« HPI » : Franck Martins, le vrai commandant de police lillois qui nourrit la série de TF1

Le commandant Karadec, c’est un peu lui. Le héros de la série policière de TF1, HPI, s’inspire, en effet, de l’expérience d’un véritable flic qui travaille dans les services de la police judiciaire de Lille. Ou plutôt travaillait car il vient de partir à la retraite. Et si le personnage joué par Mehdi Nebbou n’a rien à voir avec le caractère du commandant de police Franck Martins, le lien entre les deux hommes a permis de crédibiliser le rôle et de nouer une véritable amitié. Alors qu’une nouvelle séquence de tournage vient de commencer dans le Nord pour la saison 3, 20 Minutes est allé à la rencontre du flic qui nourrit HPI.
Comment a commencé cette collaboration sur la série HPI ?
Notre directeur interrégional de la police judiciaire, Romuald Muller, a été sollicité par une maison de production qui envisageait de tourner une série policière à Lille. Le héros était un commandant de police de la brigade criminelle et l’équipe de tournage menait des recherches documentaires sur le métier. Elle voulait s’approcher le plus près possible de la réalité.
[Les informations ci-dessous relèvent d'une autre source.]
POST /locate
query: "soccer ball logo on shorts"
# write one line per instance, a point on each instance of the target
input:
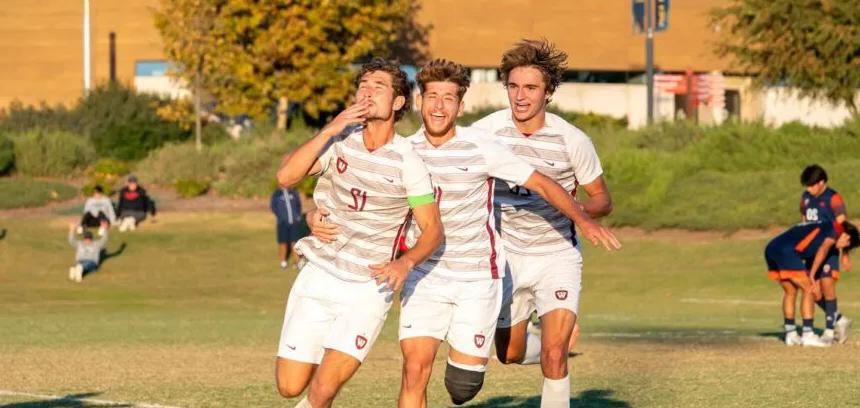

Comment s’est passée la première rencontre ?
Un repas a été organisé avec la commissaire qui me dirigeait et les deux acteurs, Mehdi Nebbou et Marie Denarnaud, qui, elle, devait interpréter le rôle de la commissaire. Je devais évoquer mon expérience personnelle du métier. A l’issu, l’équipe nous a demandé de les aider sur les scénarios. Nous devions les relire et leur apporter une crédibilité. Au départ, c’était surtout un travail technique.
Et votre rôle, dans l’élaboration de cette fiction, a évolué…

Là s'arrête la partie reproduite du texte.